Benefits to a Tax Filer in Pakistan

There may be the following advantages for becoming a tax filer in Pakistan.
  • Fewer Taxes in Buying/Selling/Transfer of an Immovable Property.
  • Fewer Taxes on Registration/Transfer/Token of Motor Vehicles.
  • Fewer Taxes on WHT on Cash Withdrawal from Banks.
  • No Taxes on Issuance of Banking Instruments [Cheques, Demand Drafts, Pay order etc.] and Money Transfer.
  • Lesser Taxes on Bank Profits / Commission / Dividends / Saving Certificates / Prize Bonds winning etc.
  • Fewer Taxes on rendering professional Services.
  • Tax filers can take advantage in eligibility for entire loan applications from Banks
  • Entitlement for getting tenders of government and registration on corporate panels:
  • Easier assessment of Income of an Individual at the time of processing Visa Applications
  • Penalty for non-filing of Income Tax Return can be avoided.

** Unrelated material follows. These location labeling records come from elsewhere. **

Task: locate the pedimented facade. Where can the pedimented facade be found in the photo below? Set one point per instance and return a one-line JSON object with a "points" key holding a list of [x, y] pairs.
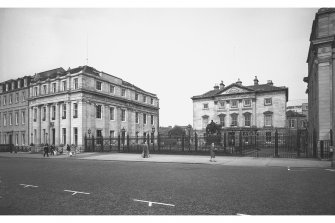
{"points": [[255, 106]]}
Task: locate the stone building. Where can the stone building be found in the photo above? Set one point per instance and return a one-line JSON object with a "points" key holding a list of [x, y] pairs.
{"points": [[14, 111], [321, 78], [296, 120], [67, 105], [257, 106]]}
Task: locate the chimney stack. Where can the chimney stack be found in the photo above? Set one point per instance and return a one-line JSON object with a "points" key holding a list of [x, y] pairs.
{"points": [[221, 85], [255, 81], [239, 82]]}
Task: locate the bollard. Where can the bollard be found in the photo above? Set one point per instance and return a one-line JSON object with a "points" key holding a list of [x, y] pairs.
{"points": [[331, 150]]}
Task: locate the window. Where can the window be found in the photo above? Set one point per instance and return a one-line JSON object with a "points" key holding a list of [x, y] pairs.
{"points": [[221, 103], [10, 118], [4, 120], [268, 120], [267, 101], [53, 87], [44, 89], [204, 121], [123, 115], [35, 114], [64, 136], [44, 113], [64, 85], [144, 118], [268, 137], [247, 119], [137, 120], [247, 103], [222, 121], [111, 113], [112, 89], [23, 117], [75, 83], [152, 120], [16, 139], [23, 140], [75, 110], [44, 139], [234, 103], [292, 123], [234, 120], [16, 118], [53, 110], [205, 106], [64, 111], [35, 91], [98, 111], [75, 133], [98, 85]]}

The Penalty fee for Not Filing Income Tax Return and Wealth Statement

When an individual fails to furnish Income Tax Return within the due time, he has to pay the penalty, which is discussed as under;
Description Penalty
Income Tax Return 40,000Rs
Wealth Statement 100,000Rs

Cases of Unsuccessful Income Tax Returns

It is essential to understand that Income Tax Returns will not proceed in some cases. As per the Income Tax Ordinance 2001, every individual and company should furnish their details and particulars correctly while submitting their tax returns. False or deceptive information may result in the form of penalties on them. Always try to ensure the following listed guidelines before going to file your tax Returns

  • Your CNIC must be valid.
  • All the necessary sections or fields on the Tax must be filled correctly and those should not be empty.
  • Tax Return should be adequately signed or verified by the Taxpayer or its representative (in case of manual return).
  • Taxes should be adequately paid, and CPR must be correct.